For a glimpse at the problem of pain that I hope doesn’t add to the burden, see this blog piece

But now to Romans 11. It’s a great example of the importance of reading the author in context because if we take the passage in isolation, then literalize it, then totalize it, then apply it to our lives, we’ll experience it as a stumbling block. So very briefly,

“For God shut up / bound up”

Literally? Does God imprison people? Does he actually chain anyone to sin? What happened to redemption and deliverance and freedom from bondage? Of course not. So how is Paul using these words? 

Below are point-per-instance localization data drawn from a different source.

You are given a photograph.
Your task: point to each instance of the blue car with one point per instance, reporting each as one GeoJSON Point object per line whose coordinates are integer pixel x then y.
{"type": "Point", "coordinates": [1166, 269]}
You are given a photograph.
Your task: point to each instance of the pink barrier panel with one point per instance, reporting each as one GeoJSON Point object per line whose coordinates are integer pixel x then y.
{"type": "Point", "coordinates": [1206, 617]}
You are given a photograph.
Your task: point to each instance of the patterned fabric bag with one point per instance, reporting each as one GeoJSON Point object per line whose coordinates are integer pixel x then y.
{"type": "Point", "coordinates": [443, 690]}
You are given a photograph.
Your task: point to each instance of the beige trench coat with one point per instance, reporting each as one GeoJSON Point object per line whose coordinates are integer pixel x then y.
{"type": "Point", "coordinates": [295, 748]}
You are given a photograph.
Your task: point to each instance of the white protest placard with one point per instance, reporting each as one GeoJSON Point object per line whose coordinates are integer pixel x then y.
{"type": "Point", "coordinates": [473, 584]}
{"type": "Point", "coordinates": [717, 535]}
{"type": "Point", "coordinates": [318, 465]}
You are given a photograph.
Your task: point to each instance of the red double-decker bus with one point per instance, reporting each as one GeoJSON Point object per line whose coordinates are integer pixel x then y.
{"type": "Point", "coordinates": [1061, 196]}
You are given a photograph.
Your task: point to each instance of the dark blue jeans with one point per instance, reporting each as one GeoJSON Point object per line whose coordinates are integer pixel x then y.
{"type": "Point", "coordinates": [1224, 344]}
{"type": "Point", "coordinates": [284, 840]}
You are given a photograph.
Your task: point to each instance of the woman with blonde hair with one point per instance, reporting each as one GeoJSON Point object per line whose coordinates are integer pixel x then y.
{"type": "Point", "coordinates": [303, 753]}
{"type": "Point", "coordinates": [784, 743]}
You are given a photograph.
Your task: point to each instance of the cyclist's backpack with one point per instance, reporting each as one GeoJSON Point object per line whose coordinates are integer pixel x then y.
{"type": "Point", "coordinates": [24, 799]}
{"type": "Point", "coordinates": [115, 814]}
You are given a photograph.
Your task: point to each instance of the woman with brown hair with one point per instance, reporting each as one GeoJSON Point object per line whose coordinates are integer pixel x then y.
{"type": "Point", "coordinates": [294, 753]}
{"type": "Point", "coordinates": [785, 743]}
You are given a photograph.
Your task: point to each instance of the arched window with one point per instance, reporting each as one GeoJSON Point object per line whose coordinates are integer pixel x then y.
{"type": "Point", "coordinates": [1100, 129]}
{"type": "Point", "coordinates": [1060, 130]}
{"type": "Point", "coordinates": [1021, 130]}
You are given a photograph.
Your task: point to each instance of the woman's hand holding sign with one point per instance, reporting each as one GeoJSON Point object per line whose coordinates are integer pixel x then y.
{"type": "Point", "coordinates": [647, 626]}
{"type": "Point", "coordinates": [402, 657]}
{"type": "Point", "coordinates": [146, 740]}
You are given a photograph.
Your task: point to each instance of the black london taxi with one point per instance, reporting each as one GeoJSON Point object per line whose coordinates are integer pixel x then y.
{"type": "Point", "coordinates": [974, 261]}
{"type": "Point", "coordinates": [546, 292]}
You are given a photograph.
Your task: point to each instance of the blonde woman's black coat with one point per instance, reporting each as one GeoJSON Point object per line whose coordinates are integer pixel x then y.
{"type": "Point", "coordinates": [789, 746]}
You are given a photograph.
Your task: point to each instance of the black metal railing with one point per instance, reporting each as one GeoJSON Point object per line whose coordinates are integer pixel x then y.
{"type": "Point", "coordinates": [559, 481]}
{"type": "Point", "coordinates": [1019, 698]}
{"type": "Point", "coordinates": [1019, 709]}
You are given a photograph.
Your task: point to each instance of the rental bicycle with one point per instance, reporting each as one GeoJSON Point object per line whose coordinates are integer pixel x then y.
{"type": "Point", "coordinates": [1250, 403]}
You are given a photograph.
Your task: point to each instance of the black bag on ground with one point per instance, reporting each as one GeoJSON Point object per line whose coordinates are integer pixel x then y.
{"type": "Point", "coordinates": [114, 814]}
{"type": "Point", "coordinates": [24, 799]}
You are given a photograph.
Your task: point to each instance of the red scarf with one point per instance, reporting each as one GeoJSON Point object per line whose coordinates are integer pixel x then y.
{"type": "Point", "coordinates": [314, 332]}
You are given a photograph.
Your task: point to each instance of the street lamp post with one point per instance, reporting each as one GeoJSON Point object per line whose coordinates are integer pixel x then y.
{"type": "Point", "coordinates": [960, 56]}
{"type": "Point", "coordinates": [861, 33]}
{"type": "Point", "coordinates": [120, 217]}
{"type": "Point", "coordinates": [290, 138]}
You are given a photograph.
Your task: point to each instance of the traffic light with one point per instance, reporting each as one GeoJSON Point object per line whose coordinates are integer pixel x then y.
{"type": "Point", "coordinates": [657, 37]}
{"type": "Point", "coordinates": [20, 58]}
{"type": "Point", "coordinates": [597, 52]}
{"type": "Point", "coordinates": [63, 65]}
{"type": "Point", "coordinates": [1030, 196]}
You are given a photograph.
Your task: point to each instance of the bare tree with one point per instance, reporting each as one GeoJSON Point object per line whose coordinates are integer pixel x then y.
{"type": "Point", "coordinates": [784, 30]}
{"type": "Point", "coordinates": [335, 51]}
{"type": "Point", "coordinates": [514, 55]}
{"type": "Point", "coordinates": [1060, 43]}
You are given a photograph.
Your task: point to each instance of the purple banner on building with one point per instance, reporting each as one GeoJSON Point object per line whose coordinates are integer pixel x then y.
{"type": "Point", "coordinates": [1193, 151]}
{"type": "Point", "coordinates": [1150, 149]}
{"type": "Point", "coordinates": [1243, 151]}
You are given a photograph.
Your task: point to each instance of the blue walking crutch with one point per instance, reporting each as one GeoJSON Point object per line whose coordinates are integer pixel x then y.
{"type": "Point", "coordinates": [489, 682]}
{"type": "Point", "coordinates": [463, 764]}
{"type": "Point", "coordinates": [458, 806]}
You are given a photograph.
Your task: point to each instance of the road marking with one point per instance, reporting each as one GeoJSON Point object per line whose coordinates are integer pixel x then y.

We find the answer back in chapter one, where we read three times that “God gave them over,” which is how Paul thinks and talks about ‘wrath.’ Wrath taken literally means ‘violent anger’ but in Paul’s writings (following some of the prophets), he uses it as a metaphor for God’s consent to our defiance and whatever self-harming consequences that brings about. Why does God consent to our disobedience? Because love never coerces. It can’t or its not love. God loved us in this way: he sent Love Incarnate with an appeal to come back to love, then we murdered him, and even then, Love persisted through forgiveness, and even now, continues to draw us by love rather than through a violation of our will. So the ‘shut up’ or ‘bound up’ is an active verb but only used to describe our relationship to sin (bondage) when God consents. 

“For God shut up everyone”

In context, who is ‘everyone’? Yes, all people. But specifically, Romans is contrasting Jews and Gentiles and their response to God. We see this in both Romans 2 and in an overarching argument in chapters 9-11. God created Gentiles with a capacity to know him through a revelation of natural law but they were idolatrous and defiant. And God elected the Jews with a capacity to know him through special revelation in the Mosaic law. But they too hardened their hearts. So neither really has any advantage over the other. Both are bound up in their own form of disobedience.

“…so that he might show mercy to everyone.” 

Now here is the beautiful symmetry (and assymetry) of God’s grace revealed in Romans:

  • All have sinned and fallen short, but all are freely justified by grace (3:23-24)There’s death in Adam and there’s resurrection in Christ (5:15-19)
  • There’s the wages of sin (death) and there’s the free gift (eternal life) (6:23)
  • All are bound us in disobedience and all are shown mercy (11:32).

I call it symmetry because for every downer on the sin, wrath, judgment side, there’s a corresponding response of grace, mercy, and redemption from the divine side. But I also call it an assymetry because Romans 5 insists on “how much more” grace abounds than anything sin could do. How much more is the gift than the curse … how much more is Christ than Adam. So regardless of whether one is a Jew or Gentile, regardless of the nature of our disobedience, regardless of how severe or mild our experience of the human condition, the mercy of God trumps whatever we would have imagined his justice to look like (because our idea of fair is also fallen). But if the justice of God is the restoration of all things (including you) and the means is mercy (rather than wrath), then we can live in hope… even when our only connection to Christ seems to be our shared affliction.

None of this should be taken as a rationalization for suffering. It’s not a theology, it’s not an answer, it’s not a solution. ALL it can be is a gesture toward the Cross where we bring our burdens and our grief and our chronic conditions to him and he co-suffers it with us.